Can be retained in some cases

Top secret rules published by the Guardian newspaper outline exceptions to NSA rules on intercepted communications.JIM LO SCALZO/EPA

WASHINGTON — The National Security Agency can keep copies of intercepted communications from or about US citizens if the material contains significant intelligence or evidence of crimes, according to exemptions in NSA’s top secret rules published Thursday.

The top secret documents were published by The Guardian in the latest leak of classified US materials.

The documents describe how the NSA must first build a case in order to target a foreigner for phone or Internet surveillance.

They also describe how the agency is to make sure the person is outside the United States — and not an American.

But if the target is communicating with an American, the record of contact can be kept indefinitely. Administration officials have said material the NSA inadvertently gathers on Americans is destroyed.


The NSA did not immediately respond to requests for comment.

Intelligence officials have said the surveillance of intercepted communications has helped thwart at least 50 plots in 20 countries worldwide, including 10 to 12 plots against the United States.

But the numbers have been questioned by many in Congress, as lawmakers grapple with how to assure Americans that their privacy rights are protected amid the security risks they face.

Obama administration officials are considering whether they should modify the NSA’s routine collection of data on most telephone calls made in the United States, the most controversial aspect of the programs.

One proposal would require the phone companies to store the call data for five years and make it available to government investigators. FBI director, Robert S. Mueller III, said Wednesday that such a change would slow investigators as they seek to stop terrorist attacks.

The Privacy and Civil Liberties Oversight Board, a federal panel that is reviewing the NSA programs, said it would sponsor a public discussion next month on the privacy issues raised by the surveillance programs.


In a separate development Thursday, a government watchdog said the government contractor that performed a background investigation of the man who says he disclosed two NSA surveillance programs is himself under investigation.

Patrick McFarland, the inspector general at the Office of Personnel Management, said during a Senate hearing that the contractor USIS is being investigated and that the company performed a background investigation of Edward Snowden.

McFarland also told lawmakers that there may have been problems with the way the background check of Snowden was done, but McFarland and one of his assistants declined to say after the hearing what triggered the decision to investigate USIS and whether it involved the company’s check of Snowden.

‘‘To answer that question would require me to talk about an ongoing investigation.

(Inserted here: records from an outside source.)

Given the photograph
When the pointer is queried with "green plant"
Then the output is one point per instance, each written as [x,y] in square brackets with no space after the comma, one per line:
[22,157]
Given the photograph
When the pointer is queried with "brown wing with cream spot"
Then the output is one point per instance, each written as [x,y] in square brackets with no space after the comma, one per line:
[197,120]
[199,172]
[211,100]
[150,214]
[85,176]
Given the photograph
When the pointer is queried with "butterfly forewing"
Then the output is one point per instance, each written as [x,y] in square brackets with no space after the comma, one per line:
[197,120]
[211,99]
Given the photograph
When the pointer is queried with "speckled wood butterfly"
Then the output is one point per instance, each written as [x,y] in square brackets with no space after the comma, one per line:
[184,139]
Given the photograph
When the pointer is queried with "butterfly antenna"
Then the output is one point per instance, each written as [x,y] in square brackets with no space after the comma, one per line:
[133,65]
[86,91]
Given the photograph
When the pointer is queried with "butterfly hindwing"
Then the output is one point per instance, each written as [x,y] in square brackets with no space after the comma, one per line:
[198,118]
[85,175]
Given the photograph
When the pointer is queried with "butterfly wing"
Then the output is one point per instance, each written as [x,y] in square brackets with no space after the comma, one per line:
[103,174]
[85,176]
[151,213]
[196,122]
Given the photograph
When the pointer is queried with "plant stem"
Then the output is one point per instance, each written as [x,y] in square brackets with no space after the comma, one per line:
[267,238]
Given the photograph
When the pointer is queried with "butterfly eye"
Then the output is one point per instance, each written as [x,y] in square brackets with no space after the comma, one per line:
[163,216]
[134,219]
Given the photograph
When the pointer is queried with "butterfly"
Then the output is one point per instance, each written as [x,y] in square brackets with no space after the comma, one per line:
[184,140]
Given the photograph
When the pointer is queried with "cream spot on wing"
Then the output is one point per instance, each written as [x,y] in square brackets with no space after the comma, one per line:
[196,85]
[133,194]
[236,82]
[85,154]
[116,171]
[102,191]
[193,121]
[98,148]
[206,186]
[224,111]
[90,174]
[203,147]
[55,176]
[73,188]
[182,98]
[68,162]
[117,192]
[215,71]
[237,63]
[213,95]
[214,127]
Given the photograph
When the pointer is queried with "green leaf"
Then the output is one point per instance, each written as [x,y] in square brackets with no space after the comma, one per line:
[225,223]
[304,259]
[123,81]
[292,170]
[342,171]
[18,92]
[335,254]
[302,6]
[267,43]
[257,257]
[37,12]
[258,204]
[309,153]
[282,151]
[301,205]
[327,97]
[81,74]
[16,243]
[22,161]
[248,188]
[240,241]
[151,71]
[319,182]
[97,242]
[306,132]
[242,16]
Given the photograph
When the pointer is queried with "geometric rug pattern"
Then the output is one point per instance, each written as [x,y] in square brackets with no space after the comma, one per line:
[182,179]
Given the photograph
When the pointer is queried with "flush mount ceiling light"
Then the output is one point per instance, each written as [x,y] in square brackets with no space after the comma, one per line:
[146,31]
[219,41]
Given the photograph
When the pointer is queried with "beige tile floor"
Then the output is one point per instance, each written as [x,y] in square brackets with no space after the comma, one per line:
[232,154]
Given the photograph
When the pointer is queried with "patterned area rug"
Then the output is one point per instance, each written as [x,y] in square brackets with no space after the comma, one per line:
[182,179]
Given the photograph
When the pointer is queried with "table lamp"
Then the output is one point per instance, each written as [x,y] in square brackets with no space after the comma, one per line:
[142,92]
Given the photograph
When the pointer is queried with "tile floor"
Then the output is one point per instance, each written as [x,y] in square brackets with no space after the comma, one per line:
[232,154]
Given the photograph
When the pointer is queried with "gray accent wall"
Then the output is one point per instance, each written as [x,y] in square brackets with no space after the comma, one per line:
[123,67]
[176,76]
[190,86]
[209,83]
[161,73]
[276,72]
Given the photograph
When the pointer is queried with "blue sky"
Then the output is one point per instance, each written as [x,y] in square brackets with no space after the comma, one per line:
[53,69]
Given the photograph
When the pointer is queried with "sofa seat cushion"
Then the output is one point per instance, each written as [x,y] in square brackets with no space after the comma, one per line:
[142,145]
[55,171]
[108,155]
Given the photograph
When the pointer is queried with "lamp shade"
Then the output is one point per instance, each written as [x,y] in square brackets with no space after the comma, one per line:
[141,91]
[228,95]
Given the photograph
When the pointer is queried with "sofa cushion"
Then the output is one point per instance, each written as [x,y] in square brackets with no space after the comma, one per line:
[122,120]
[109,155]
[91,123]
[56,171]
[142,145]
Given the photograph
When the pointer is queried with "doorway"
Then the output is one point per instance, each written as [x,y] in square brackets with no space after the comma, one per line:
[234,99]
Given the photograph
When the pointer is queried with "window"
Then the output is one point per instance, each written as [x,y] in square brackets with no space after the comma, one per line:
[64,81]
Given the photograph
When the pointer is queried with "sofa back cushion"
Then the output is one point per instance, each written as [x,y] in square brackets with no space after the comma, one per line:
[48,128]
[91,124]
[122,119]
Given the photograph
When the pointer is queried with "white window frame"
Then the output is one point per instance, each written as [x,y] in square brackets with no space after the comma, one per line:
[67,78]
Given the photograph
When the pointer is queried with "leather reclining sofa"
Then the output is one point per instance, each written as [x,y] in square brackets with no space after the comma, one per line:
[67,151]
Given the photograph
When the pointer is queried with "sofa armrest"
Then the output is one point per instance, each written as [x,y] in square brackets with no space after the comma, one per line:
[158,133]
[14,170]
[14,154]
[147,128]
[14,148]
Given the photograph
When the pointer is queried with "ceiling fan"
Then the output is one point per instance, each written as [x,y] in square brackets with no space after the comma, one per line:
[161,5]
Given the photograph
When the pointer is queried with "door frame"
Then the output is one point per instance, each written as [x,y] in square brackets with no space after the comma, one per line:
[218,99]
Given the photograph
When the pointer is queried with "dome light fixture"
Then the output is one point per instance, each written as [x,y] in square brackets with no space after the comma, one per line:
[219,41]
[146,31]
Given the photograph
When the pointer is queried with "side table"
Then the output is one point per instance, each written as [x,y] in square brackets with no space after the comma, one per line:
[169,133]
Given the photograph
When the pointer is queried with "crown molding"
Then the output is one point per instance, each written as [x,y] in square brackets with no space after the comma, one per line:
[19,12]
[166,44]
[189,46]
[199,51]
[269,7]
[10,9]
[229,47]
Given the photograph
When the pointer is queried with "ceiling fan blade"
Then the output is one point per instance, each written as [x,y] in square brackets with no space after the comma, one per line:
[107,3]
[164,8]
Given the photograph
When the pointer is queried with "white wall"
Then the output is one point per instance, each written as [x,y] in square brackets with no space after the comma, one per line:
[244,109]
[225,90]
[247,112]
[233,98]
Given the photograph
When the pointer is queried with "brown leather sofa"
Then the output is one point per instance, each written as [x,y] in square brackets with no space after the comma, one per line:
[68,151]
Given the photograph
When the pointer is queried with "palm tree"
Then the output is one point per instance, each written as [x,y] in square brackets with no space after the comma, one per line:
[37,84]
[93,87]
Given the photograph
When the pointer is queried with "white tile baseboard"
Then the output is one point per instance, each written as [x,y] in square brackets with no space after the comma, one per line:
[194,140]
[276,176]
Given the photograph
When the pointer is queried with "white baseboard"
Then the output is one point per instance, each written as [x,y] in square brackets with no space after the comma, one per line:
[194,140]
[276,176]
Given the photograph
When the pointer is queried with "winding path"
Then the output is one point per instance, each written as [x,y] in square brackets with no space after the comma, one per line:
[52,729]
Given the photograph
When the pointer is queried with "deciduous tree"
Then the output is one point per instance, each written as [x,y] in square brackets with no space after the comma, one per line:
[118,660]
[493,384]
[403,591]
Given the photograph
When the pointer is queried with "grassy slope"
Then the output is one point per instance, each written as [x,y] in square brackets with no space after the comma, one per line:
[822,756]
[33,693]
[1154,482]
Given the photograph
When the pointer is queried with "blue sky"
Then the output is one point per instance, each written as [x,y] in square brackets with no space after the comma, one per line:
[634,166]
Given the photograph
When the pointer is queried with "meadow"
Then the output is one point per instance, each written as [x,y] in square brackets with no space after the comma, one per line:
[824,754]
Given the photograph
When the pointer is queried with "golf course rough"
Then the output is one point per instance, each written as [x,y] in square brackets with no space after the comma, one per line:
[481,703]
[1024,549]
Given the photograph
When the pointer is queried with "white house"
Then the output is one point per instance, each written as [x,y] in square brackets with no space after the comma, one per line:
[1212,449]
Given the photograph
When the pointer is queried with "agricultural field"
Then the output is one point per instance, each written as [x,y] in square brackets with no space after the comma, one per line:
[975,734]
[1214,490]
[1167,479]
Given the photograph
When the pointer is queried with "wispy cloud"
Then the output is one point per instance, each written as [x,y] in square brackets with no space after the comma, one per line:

That’s against our policy,’’ Michelle Schmitz, assistant inspector general for investigations, told reporters after the hearing. ‘‘We are not going to make any comment at all on the investigation of USIS.’’

USIS, based in Falls Church, Va., did not immediately respond to a request for comment.

Senator Claire McCaskill, Democrat of Missouri, said she and her staff have been told that the inquiry is a criminal investigation related ‘‘to USIS’s systemic failure to adequately conduct investigations under its contract’’ with the Office of Personnel Management.

McCaskill said that USIS conducted a background investigation in 2011 for Snowden, who worked for government contractor Booz Allen Hamilton. Snowden says he is behind the disclosures about the NSA’s collection of Americans’ phone records and Internet data from US Internet companies.


‘‘We are limited in what we can say about this investigation because it is an ongoing criminal matter,’’ McCaskill said. ‘‘But it is a reminder that background investigations can have real consequences for our national security.’’

A background investigation is required for federal employees and contractors seeking a security clearance that gives them access to classified information.

Of the 4.9 million people with clearance to access ‘‘confidential and secret’’ government information, 1.1 million, or 21 percent, work for outside contractors, according to a January report from the Office of the Director of National Intelligence.